Ahh- I’ve been adding things to my list of 50 things I’ll do on the road and, as predicted, I passed 50 without even trying. That’s OK, the more items I have on my list, the more I’ll get to cross off as we go (whenever we go..)

Another thing I’ve done is enter to win a free copy of the Extended World Travel eBook from Tara at organicSister.com. In her review, she says that the book teaches you that you have to believe this is possible. I really do. I wonder if, by nagging about the fact that it hasn’t happened yet, I’m sending a “hasn’t happened yet” vibe out into the universe. That could be the problem. I should convince myself that it is happening next month and that we’re going to find the perfect camper at a rock-bottom price AND my teenagers will be just as excited about this as I am.

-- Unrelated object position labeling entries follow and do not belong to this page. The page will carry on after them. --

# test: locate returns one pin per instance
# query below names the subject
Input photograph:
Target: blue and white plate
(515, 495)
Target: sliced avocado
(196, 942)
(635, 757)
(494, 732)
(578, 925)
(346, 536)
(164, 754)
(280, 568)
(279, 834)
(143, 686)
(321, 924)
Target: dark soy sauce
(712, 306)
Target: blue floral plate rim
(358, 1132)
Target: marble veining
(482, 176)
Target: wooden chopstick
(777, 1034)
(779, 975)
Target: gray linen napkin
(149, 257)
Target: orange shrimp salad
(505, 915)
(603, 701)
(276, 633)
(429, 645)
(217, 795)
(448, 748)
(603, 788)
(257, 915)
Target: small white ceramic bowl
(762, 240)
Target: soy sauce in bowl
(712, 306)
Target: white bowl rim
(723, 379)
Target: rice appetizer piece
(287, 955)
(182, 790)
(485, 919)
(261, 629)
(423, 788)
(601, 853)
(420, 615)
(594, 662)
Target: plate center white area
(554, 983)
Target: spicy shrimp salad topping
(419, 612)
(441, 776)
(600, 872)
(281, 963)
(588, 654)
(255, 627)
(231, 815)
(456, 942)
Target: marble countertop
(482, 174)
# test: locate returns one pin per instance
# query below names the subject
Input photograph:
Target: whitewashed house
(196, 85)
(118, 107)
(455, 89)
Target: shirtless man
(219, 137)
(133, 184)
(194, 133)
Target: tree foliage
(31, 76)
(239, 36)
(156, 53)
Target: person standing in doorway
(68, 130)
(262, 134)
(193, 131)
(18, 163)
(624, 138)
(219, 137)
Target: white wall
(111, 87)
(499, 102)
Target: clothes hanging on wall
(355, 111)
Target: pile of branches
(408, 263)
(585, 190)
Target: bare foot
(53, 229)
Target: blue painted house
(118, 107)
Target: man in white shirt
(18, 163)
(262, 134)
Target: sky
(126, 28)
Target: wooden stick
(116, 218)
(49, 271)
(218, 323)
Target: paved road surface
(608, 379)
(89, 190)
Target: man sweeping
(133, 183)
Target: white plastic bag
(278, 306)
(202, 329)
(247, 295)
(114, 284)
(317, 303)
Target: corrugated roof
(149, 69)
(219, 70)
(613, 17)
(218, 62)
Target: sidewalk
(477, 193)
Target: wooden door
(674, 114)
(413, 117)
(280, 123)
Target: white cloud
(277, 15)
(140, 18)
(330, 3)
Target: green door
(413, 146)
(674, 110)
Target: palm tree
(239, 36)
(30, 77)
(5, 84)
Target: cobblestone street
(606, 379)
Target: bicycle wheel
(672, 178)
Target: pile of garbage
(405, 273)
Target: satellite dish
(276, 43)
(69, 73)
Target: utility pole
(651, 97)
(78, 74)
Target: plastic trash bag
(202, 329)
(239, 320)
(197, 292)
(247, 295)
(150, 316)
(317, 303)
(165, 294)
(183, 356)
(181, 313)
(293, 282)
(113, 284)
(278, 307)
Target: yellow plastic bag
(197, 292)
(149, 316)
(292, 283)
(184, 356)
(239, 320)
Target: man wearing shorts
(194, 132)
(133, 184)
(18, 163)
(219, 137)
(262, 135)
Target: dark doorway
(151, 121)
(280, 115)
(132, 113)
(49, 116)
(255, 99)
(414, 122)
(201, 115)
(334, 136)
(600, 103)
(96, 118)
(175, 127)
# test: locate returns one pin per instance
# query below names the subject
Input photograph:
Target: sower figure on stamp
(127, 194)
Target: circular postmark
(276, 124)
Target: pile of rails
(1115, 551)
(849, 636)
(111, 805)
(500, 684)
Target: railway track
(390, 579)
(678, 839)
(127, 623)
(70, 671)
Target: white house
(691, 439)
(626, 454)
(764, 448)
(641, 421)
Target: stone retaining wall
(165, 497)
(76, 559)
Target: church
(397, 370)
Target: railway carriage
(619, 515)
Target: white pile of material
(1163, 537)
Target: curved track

So- the title of this post was “living on the road forever” and that’s what I’m having hard time picturing. I wonder if, once we set off, we’ll EVER want to be stuck in one house again? I can’t imagine committing to a life without travel, I feel like this stationary existence has crushed me.

I started law school this week. Week one was super easy. It’s an online program. I’m not sure I want to actually BE an attorney, but once I’m done with this training, I could work as a legal assistant or a paralegal (if I wanted to) I just want to continue writing, though and write books & articles that help people stay out of legal trouble, or get out of legal trouble.

Anyway- so my school is online and my work is online and my social life is online. WHY AM I STILL IN THIS HOUSE? In this town? I completely create my own schedule, I have tons of time to hang out with my kids and enjoy life, I just don’t want to do it in this same town again.

This weekend, we went to an annual music festival. We’ve been to the same event every year for the past 8 years. How pathetic is that? For 8 years we’ve spend the 2nd weekend in July at the same park. If we’re here next year, I will completely give up and get a desk job somewhere. And get an ugly haircut or something.